The OT Jews were the first exception, because of their faithfulness in keeping the Mosaic Law. Some theologians went even further, and decided that even Jews who stuck with the Law after Jesus got to go to heaven, too.

Next came kids and babies. While no one is willing nail down a specific cut-off date/IQ, most theologians like to think that children and the child-minded who die before cognitively grasping the concepts of sin, grace and forgiveness don't deserve the punishment of hell, since they never had a real chance to "repent" in the first place.

Somewhere along the line, we started giving smart people "get-out-of-hell-free" cards, too -- like the Greek philosophers, who reasoned their way to something like the Christian concept of God (sort of). Because if they had heard of the Christian God, they would have immediately recognized and accepted him. Don't freaking argue with Aquinas. DON'T.

Running with that little bit of arrogance, theologians began arguing that people of all faiths who pursue God as their religion understands him/her/it will get into heaven, too. For they would (quite obviously) accept our God in addition to their own faith, had they ever heard of him (quite obviously).

It's not much of a leap from there to letting all the "good" or "moral" people in as well, from the beginning of homo sapien sapien to the end of time, regardless of their actually hearing of Jesus. For so, as you ought to know by now, if they had heard the Gospel, in its entirety, as "good" people they would have surely accepted it (quite obviously).

Problem. Rut-tut-tut-tut-tut. We've extended the goodness of God past Scriptural truth. "There is none good, no not one." (Rom. 3:10 - Paraphrased, naturally.)

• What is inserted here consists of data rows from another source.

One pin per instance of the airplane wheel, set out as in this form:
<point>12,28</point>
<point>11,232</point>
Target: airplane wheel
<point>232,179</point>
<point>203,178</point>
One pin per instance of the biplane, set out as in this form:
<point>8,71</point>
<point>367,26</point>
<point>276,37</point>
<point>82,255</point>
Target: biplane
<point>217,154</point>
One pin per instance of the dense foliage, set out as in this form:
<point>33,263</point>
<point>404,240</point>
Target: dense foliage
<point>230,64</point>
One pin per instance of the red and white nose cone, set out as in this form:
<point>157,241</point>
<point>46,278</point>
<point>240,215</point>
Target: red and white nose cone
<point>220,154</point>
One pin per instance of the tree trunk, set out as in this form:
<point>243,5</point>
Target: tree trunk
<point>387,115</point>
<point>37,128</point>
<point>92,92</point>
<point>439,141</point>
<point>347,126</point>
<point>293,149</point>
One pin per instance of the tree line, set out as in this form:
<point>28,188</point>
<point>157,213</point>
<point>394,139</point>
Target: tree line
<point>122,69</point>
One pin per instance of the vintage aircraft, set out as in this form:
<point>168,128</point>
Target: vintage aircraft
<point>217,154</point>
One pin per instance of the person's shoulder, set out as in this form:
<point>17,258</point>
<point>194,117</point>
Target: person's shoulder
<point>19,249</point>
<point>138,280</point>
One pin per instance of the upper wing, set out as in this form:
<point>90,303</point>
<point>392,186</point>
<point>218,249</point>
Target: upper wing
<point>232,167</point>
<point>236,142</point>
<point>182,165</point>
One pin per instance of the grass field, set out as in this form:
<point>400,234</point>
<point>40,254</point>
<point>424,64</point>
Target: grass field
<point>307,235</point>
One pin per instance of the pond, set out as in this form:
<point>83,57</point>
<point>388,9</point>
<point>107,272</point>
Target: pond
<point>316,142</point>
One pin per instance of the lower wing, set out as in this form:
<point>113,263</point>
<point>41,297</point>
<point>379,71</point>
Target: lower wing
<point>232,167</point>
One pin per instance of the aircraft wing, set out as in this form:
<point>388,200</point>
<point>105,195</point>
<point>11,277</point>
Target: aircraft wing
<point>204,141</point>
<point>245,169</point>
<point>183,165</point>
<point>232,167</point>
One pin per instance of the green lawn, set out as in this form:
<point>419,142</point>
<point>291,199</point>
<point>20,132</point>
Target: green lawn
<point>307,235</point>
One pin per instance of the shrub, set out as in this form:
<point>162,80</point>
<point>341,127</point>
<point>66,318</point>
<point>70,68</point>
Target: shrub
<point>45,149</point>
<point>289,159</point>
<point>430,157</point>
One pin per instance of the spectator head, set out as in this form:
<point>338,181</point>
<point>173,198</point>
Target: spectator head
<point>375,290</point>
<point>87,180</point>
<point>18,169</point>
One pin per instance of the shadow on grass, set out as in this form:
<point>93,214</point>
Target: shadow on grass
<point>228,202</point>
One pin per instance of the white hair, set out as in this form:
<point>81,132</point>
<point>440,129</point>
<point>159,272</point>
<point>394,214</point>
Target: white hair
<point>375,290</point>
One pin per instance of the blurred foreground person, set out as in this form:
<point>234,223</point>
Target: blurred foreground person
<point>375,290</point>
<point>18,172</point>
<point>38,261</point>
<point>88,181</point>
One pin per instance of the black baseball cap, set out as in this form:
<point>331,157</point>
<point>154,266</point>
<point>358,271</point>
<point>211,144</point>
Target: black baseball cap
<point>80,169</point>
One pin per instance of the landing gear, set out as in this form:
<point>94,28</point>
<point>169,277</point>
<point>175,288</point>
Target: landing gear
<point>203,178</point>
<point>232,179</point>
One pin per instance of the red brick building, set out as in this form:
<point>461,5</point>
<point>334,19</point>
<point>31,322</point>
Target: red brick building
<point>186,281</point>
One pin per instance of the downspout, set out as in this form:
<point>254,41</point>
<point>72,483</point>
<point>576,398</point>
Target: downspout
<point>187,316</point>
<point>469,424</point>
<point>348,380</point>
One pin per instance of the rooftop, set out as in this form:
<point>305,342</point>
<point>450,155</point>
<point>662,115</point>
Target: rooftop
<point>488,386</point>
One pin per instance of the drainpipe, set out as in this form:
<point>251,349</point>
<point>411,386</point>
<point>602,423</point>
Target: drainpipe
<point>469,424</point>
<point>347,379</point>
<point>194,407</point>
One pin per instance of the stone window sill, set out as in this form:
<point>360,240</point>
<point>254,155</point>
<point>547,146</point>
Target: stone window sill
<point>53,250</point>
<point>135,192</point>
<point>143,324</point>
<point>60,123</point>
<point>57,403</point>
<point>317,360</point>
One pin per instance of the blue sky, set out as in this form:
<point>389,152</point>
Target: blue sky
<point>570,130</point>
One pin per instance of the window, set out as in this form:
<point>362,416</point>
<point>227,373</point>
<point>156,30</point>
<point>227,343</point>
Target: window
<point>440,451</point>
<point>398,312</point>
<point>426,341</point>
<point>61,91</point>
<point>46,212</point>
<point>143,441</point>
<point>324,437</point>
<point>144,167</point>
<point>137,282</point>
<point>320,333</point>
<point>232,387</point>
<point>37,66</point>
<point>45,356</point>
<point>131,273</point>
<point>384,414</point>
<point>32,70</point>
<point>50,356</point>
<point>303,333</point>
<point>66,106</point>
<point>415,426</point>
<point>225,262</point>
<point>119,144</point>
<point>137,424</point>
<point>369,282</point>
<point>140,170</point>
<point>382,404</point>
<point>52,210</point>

So why don't the elect just drop everyone else into hell on their way to heaven? Because remember, Christ desires all people to be saved (I Tim 2:4), and is actively drawing them all to him through the power of the resurrection and ascension (Jn 12:32). And I, when I am lifted up from the earth, will draw all people to myself.

For the Classical Theist/Calvinist, these verses refer only to the elect. We read them in light of other, more straightforward proof texts -- propositional Scriptures, less muddled by context or "hyperbole". As if there were a hiearchy to the way Biblical comments on human freedom functioned. "Statement A is of more import than Statement B because A is made propositionally and logically precedes the baser nature of B."

Hogwash (see, I don't have to swear). Christ never said he was drawing the elect to him. If that's what he really meant, he would have let us know. If it were that true and important to the Christian faith, Paul would have come right out and told Timothy that God our Savior desires all of the chosen/elect to be saved and come to the knowledge of the truth.

But Paul and Jesus don't say that. They say all people. And because it is all people, this is where the importance of human freedom comes in.

It's also where I'm going to stop for tonight.